The control of steel microstructure by careful use of heat treatments
What are hypoeutectoid alloys?
Alloys that contain proeutectoid ferrite formed above Te and a eutectoid pearlite structure containing eutectoid ferrite and cementite.
What are hypereutectoid steels?
Steels that contain cementite formed above the eutectoid temperature plus eutectoid ferrite and cementite.
What are the phases of hypereutectoid microstructure evolution?
1) Liquid Phase
2) Alloy begins to solidify to gamma austenite
3) Gamma austenite completely solidified forming grain boundaries
4) Proeutectoid cementite begins to form along gamma austenite grain boundaries
5) Thick proeutectoid cementite has formed along most grain boundaries
6) Alloy falls below eutectoid temperature so gamma austenite converts to pearlite structure of alpha ferrite and new Fe3 cementite
What are the three types of phase transformations that can occur?
1) Diffusion dependent with no changes in composition or number of phases (melting, solidification, recrystallisation)
2) Diffusion dependent with changes in phase composition and/or number of phases (eutectic and eutectoid transformations)
3) Diffusionless phase transformations (Small displacements of all atoms in the structure)
Where do most phases form?
Non-equilibrium conditions
What are the two ways that nucleation can occur?
Homogenous and heterogenous nucleation.
What is homogenous nucleation?
Nucleation that occurs randomly within the bulk material
What is heterogenous nucleation?
Nucleation that occurs on sites favourable to nucleation. These typically have lower energies such as defects, dislocations and grain boundaries.
How does the rate of heterogenous and homogenous nucleation compare?
As the energy required for heterogenous nucleation at defects is lower. Heterogenous nucleation tends to be faster than homogenous.
What must happen for homogenous nucleation to occur?
The temperature typically needs to be substantially beyond the transition point (when the material crosses the phase line).
What is supercooling?
When the temperature falls significantly below the transition point.
What does little super cooling mean?
Slow nucleation rate, few nuclei form, resulting in large crystals
What does large super cooling mean?
Rapid nucleation rate, lots of nuclei form, leading to small crystals
What does the Gibbs phase rule tell you?
How many phases are present in a material
What is Gibbs free energy?
A thermodynamic potential that can be used to calculate the maximum amount of non-volume expansion work that may be performed by a thermodynamically closed system at constant temperature and pressure.
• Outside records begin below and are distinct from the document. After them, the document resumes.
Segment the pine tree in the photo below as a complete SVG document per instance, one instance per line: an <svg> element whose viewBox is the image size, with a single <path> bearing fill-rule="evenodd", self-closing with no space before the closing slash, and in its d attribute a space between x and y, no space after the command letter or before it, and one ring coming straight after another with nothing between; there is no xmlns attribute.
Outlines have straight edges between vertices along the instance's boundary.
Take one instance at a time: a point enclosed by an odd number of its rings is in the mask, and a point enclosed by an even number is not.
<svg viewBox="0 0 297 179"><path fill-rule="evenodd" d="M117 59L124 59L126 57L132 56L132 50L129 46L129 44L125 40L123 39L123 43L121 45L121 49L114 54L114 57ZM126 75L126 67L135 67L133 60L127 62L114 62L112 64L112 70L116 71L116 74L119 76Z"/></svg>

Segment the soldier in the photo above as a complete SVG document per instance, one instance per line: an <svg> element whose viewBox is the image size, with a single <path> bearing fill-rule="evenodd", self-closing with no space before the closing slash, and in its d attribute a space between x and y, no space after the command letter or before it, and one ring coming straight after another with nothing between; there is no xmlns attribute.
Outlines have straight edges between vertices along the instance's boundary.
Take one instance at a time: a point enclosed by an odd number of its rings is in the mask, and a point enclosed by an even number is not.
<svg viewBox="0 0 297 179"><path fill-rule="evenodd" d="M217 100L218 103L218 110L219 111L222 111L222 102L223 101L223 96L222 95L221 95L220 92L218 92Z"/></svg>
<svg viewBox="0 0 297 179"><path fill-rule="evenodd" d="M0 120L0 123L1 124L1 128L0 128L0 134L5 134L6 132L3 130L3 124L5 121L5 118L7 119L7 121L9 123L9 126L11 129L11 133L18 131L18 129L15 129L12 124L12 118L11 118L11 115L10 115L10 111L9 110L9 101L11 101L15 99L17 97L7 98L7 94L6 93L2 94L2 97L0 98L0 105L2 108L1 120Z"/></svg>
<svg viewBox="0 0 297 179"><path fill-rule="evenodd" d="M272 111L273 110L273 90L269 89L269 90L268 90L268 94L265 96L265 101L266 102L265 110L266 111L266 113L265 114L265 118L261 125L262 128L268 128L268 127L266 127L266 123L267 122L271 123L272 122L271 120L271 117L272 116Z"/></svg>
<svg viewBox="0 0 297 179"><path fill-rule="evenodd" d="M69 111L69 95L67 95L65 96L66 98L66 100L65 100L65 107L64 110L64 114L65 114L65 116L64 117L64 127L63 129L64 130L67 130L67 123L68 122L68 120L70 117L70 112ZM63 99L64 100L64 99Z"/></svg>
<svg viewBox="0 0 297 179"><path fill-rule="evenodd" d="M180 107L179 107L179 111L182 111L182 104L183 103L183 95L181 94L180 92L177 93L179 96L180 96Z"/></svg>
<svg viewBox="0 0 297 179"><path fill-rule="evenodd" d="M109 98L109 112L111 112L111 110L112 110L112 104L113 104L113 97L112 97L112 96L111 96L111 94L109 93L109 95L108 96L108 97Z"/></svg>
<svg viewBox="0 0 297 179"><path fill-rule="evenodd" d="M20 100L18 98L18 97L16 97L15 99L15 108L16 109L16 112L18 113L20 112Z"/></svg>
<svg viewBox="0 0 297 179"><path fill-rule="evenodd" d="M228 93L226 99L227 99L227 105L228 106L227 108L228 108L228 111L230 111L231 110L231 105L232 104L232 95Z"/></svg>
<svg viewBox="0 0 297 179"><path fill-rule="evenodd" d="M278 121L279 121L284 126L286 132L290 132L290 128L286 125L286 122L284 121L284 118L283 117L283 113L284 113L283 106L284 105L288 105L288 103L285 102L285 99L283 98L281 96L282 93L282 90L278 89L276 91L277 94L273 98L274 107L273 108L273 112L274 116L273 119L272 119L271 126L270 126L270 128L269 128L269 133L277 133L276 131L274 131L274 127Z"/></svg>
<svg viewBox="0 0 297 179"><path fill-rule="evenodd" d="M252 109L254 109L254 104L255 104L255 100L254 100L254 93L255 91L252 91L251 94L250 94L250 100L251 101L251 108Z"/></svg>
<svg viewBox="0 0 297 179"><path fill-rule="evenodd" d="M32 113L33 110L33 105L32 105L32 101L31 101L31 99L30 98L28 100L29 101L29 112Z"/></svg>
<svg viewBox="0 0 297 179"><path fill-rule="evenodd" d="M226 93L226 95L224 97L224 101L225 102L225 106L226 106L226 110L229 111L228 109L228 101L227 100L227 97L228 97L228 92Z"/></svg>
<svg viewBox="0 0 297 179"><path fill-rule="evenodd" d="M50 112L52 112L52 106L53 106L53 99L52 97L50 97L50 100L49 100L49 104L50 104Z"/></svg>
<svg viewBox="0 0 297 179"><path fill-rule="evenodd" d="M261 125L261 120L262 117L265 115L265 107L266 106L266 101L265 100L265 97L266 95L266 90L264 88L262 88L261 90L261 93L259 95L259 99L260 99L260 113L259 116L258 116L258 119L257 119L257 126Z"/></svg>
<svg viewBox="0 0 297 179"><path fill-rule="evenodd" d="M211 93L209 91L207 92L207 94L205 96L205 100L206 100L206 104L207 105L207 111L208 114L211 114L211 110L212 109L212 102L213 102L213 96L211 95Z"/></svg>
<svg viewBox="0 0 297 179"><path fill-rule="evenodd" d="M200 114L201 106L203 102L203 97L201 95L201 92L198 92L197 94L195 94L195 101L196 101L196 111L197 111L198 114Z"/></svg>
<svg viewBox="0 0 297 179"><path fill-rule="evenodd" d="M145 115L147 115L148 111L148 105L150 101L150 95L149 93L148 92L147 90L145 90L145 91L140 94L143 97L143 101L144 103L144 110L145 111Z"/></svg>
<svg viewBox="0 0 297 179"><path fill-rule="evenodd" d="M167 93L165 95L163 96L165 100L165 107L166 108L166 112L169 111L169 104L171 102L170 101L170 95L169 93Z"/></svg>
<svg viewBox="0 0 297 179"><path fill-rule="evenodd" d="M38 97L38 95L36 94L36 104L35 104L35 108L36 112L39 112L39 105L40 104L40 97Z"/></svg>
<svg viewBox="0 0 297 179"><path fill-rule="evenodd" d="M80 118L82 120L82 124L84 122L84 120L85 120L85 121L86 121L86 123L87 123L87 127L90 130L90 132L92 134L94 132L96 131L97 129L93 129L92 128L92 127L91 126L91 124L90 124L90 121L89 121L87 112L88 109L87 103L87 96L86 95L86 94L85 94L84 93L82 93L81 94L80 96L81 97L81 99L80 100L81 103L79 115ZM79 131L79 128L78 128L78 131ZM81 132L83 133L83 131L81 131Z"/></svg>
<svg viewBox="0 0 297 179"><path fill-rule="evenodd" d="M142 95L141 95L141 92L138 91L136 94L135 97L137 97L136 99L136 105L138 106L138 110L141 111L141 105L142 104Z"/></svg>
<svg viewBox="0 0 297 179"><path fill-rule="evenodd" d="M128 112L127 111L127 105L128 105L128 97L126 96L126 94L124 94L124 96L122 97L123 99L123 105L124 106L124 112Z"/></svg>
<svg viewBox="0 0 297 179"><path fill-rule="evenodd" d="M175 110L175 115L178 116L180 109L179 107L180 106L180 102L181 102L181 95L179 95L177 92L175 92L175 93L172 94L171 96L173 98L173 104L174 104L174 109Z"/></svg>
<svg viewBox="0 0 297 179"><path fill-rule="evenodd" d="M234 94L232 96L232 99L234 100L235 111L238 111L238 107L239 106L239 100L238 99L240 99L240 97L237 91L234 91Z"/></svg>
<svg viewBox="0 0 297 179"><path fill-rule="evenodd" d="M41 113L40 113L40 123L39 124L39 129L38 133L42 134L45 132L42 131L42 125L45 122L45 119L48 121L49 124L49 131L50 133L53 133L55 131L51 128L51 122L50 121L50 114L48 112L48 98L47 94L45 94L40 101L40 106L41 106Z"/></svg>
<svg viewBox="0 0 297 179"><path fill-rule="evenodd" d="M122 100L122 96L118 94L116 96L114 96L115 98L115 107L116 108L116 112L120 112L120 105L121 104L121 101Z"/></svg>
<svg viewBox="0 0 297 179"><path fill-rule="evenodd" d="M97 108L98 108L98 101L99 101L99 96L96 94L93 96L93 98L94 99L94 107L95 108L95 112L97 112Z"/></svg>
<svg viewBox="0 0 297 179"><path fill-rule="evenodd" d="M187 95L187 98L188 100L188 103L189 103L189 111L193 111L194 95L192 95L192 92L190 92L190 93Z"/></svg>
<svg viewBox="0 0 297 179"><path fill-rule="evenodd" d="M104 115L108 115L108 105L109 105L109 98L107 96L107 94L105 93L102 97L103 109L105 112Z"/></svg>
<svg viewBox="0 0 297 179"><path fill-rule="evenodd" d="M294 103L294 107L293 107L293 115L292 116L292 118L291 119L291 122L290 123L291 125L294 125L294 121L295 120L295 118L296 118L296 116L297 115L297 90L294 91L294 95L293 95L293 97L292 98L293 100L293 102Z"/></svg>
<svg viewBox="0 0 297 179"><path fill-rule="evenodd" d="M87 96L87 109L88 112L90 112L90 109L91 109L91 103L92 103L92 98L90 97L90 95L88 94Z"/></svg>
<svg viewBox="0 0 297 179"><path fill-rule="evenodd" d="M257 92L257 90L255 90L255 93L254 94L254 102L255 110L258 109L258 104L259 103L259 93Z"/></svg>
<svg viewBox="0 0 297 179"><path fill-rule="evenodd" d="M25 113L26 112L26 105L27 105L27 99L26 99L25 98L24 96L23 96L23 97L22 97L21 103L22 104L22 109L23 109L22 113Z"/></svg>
What happens when the Gibbs Free energy decreases during a phase transformation?
The phase transformation occurs spontaneously.
What are the two contributions to the free energy difference between the solid and liquid phase?
- The volume (bulk) free energy (the energy required to change the volume)
- The surface tension
What are the energy effects from nucleation?
- The surface term is positive, requiring energy to form a new surface interface, destabilising the nuclei from forming
- The volume energy is negative so once the nuclei grows this term releases energy and stabilises the nuclei
What happens to the Gibbs energy above/below the critical radius?
Above, the nuclei are stable and want to grow to release energy via the volume term. Below, the surface term dominates and the nuclei shrink.